Davidsen also engagingly spoke to the audience between some of the groups of songs, another no-no for recital traditionalists. Amongst other things, we heard her thoughts on Mary Stuart as ‘a strong women, mother, and queen’; later about trolls, as well as, the duck central to the mythical origins of the land and sky in Luonnotar; also how the texts set to music by Sibelius and Grieg reflect different thoughts on love between Finns and Norwegians. Davidsen also paid an endearingly warm tribute to her ‘partner in crime’, pianist James Baillieu, who, amongst other things, apparently helps calm her when she gets ‘super-stressed’.

The centrepiece of the programme was indeed Sibelius’s dramatic tone poem Luonnotar which tells the story of an incident in the Finnish saga, Kalevala. With a darkened auditorium and only Davidsen’s head and shoulders spotlit there was a heightened sense of drama. Hers was a gripping account with evocative top notes and remarkably visceral storytelling.

Davidsen’s opening Brahms songs were somewhat dark, melancholic, introspective, and redolent of love whether forlorn or lost. As ever with this composer, it fell to the pianist to set the mood for each one and Baillieu did just that whilst proving himself the most sympathetic of accompanists. Even more downbeat was Schumann’s Gedichte der Königin Maria Stuart. There is nothing romantic in these but across a span of 26 years they follow the Scottish queen’s biography and we hear about her devotion to her adopted land of France, a mother’s concern for her son, the wish to see her rival Elizabeth I, then some years later accepting all hope has been lost, before a final prayer as her execution draws near. These are five short masterpieces allowing Davidsen full ‘reign’ for impassioned outpourings with Baillieu reaching equally expressive heights.

After Luonnotar there was more Sibelius as Davidsen sang his Five Songs Op.37. These are slightly unconventional love songs and – the charming lullaby ‘Lasse liten’ (‘Little Lasse’) notwithstanding – ‘Flickan kom ifrån sin älsklings möte’ (‘The girl returned from meeting her lover’) was the first time when her tone was more good-humoured, at least initially, as the girl details her passion for her lover before we discover he ultimately betrays her. What optimism – however fleeting – we heard in Sibelius’s Five Songs was quickly extinguished by more gloom and despondency about the fickle nature of love in Davidsen’s three Grieg songs. A point for discussion – at another time perhaps? – is how much ‘Dereinst, Gedanke Mein’ (‘One day, my thoughts’) owes to Wagner’s Wesendonk Lieder something that was particularly evident from Baillieu’s measured and richly detailed accompaniment.

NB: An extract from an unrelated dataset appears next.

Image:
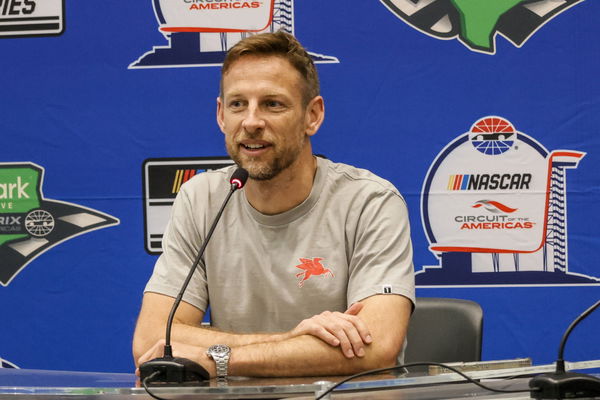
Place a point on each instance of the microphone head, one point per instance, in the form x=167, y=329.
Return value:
x=238, y=178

Finally her seven chosen Strauss songs showed the range of colour and dynamics of Davidsen’s fluent vocalism to best effect: in more reflective sections the German texts had an almost conversational feel thanks to her exquisite breath control, yet when Strauss frequently called for her voice to soar it surged and rang out vibrantly. There was great poignancy brought to ‘Malvern’ (‘Hollyhocks’) Strauss’s final composition with echoes of the Four Last Songs that preceded it by a mere eight weeks. It was the radiant crescendo of the final line (‘Du lebtest mit mir!’) of ‘Cäcilie’ (‘Cecily’) that acted as an exclamation mark to this impressive recital.

With many in the audience having stood to applaud Davidsen and Baillieu there was time for two encores. I longed for some Wagner, but it was not to be and there was yet more Sibelius – ‘Svarta Rosor’ (‘Black Roses’) – and more Strauss when she sang ‘Morgen!’ (‘Tomorrow!’) which was rapt, ruminative, and transfigurative.